Miguel Crame

Senior career*
- Years: Team / Apps / (Gls)
- 1960s–1972: Meralco
- 1972: Cheng Hua

International career
- 1969–1970: Philippines U19
- 1971–1972: Philippines

= Miguel Crame =

Filipino footballer

Miguel Crame is a retired footballer who played for the Philippine national football team.

==Club career==
Miguel Crame is a center forward and winger, most known for his stint with Meralco. He helped the club win the Lobregat Cup for three consecutive editions from 1967 to 1969. He reportedly held the domestice-league record of 10 goals which he scored for Meralco in the 21-0 demolition of La Perla in 1972. He also briefly played for Cheng Hua in 1972.

==International career==
Crame was a member of the Philippine national football team and played at both the youth and senior level. He made 52 appearances for the Philippines, including both youth and senior appearances and played at the 1970 AFC Youth Championship, 1972 Summer Olympic Asian qualifiers, 1971 and 1972 Merdeka Cup, 1972 Jakarta Independence Cup and 1972 President's Cup.
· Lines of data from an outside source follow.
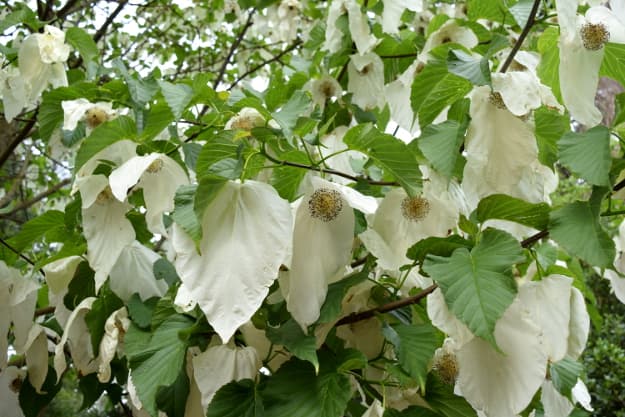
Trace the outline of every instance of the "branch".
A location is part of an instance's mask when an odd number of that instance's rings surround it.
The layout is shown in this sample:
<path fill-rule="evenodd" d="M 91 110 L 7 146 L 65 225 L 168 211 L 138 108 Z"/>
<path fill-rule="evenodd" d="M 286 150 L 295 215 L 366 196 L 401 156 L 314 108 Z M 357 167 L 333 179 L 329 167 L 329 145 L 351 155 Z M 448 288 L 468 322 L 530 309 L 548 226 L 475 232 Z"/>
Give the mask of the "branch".
<path fill-rule="evenodd" d="M 8 211 L 8 212 L 5 212 L 5 213 L 0 213 L 0 218 L 6 217 L 6 216 L 11 216 L 12 214 L 17 213 L 20 210 L 23 210 L 25 208 L 28 208 L 28 207 L 32 206 L 33 204 L 43 200 L 44 198 L 46 198 L 50 194 L 56 193 L 61 188 L 65 187 L 67 184 L 69 184 L 71 182 L 72 182 L 71 178 L 64 179 L 63 181 L 59 182 L 58 184 L 55 184 L 52 187 L 48 188 L 46 191 L 43 191 L 43 192 L 37 194 L 36 196 L 31 198 L 30 200 L 22 201 L 20 204 L 15 206 L 11 211 Z"/>
<path fill-rule="evenodd" d="M 371 310 L 362 311 L 360 313 L 352 313 L 349 316 L 345 316 L 339 321 L 337 321 L 334 326 L 337 327 L 337 326 L 342 326 L 344 324 L 355 323 L 357 321 L 369 319 L 375 316 L 376 314 L 388 313 L 389 311 L 397 310 L 398 308 L 416 304 L 422 299 L 424 299 L 425 297 L 427 297 L 429 294 L 431 294 L 437 288 L 438 288 L 438 285 L 432 284 L 426 289 L 424 289 L 423 291 L 421 291 L 419 294 L 413 295 L 412 297 L 393 301 L 391 303 L 372 308 Z"/>
<path fill-rule="evenodd" d="M 271 162 L 273 162 L 274 164 L 284 165 L 284 166 L 291 166 L 291 167 L 295 167 L 295 168 L 308 169 L 310 171 L 323 172 L 323 173 L 331 174 L 331 175 L 337 175 L 339 177 L 343 177 L 343 178 L 347 178 L 348 180 L 352 180 L 354 182 L 358 182 L 358 181 L 363 181 L 364 180 L 369 185 L 390 185 L 390 186 L 399 185 L 399 183 L 396 182 L 396 181 L 375 181 L 375 180 L 372 180 L 372 179 L 367 178 L 367 177 L 356 177 L 354 175 L 346 174 L 345 172 L 337 171 L 337 170 L 330 169 L 330 168 L 321 168 L 321 167 L 317 167 L 317 166 L 314 166 L 314 165 L 299 164 L 297 162 L 281 161 L 279 159 L 276 159 L 276 158 L 268 155 L 266 152 L 264 152 L 263 155 L 267 159 L 269 159 Z"/>
<path fill-rule="evenodd" d="M 519 35 L 519 39 L 517 39 L 516 43 L 512 47 L 512 51 L 510 51 L 510 54 L 506 58 L 506 62 L 504 62 L 503 65 L 501 66 L 501 69 L 499 70 L 499 72 L 504 73 L 508 70 L 508 67 L 510 66 L 510 64 L 512 64 L 512 61 L 514 60 L 514 56 L 516 55 L 517 52 L 519 52 L 519 49 L 521 49 L 521 45 L 523 44 L 523 41 L 525 41 L 525 38 L 530 33 L 532 26 L 534 26 L 536 13 L 538 13 L 538 7 L 540 6 L 540 1 L 541 0 L 534 0 L 534 4 L 532 5 L 532 10 L 530 11 L 530 15 L 528 16 L 527 22 L 525 23 L 525 27 L 523 28 L 523 31 Z"/>
<path fill-rule="evenodd" d="M 278 55 L 274 56 L 271 59 L 268 59 L 266 61 L 261 62 L 260 64 L 256 65 L 254 68 L 251 68 L 251 69 L 245 71 L 239 78 L 234 80 L 234 82 L 230 85 L 230 87 L 228 87 L 228 91 L 232 90 L 234 88 L 234 86 L 236 86 L 238 83 L 240 83 L 245 77 L 247 77 L 250 74 L 255 73 L 256 71 L 258 71 L 259 69 L 261 69 L 265 65 L 271 64 L 272 62 L 279 61 L 280 58 L 282 58 L 284 55 L 288 54 L 289 52 L 291 52 L 292 50 L 297 48 L 301 43 L 302 43 L 302 40 L 301 39 L 297 39 L 291 45 L 289 45 L 284 51 L 281 51 Z"/>
<path fill-rule="evenodd" d="M 252 9 L 250 11 L 250 14 L 247 16 L 247 22 L 245 22 L 245 26 L 243 26 L 243 28 L 241 29 L 241 32 L 239 32 L 234 42 L 232 42 L 232 45 L 230 45 L 230 50 L 228 51 L 228 54 L 226 55 L 226 59 L 224 59 L 223 64 L 221 64 L 221 68 L 219 68 L 219 72 L 217 73 L 217 78 L 215 78 L 215 81 L 213 82 L 213 90 L 216 90 L 217 87 L 219 87 L 219 84 L 221 84 L 221 82 L 223 81 L 224 74 L 226 73 L 226 68 L 228 67 L 228 64 L 230 63 L 230 59 L 232 59 L 232 55 L 234 55 L 234 51 L 236 51 L 236 49 L 241 44 L 241 41 L 243 40 L 243 37 L 245 36 L 245 32 L 247 32 L 250 26 L 252 26 L 252 23 L 253 23 L 252 17 L 254 17 L 255 12 L 256 12 L 256 9 Z"/>

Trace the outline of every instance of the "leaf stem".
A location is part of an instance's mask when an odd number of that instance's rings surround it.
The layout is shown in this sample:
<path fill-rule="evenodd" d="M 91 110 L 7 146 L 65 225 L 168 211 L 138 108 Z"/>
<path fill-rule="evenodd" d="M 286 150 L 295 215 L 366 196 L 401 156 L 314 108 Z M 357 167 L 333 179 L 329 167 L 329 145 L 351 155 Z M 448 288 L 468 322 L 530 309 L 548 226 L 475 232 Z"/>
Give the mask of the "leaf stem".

At the 1972 Summer Olympics Asian qualifiers, Crame was one of the three goalscorers in the Philippines' first official FIFA win, a 3–0 win over Republic of China (now playing as Chinese Taipei).

==Honors==
Crame was awarded the Malakas at Maganda trophy for football at the first All-Filipino Sports Awards in 1973. In 2004, he was given an outstanding player award along with Jose Mari Martinez by the Philippine Football Federation, with the two being prominent footballers of the 1970s.

==Personal life==
Crame migrated to the United States in 1973.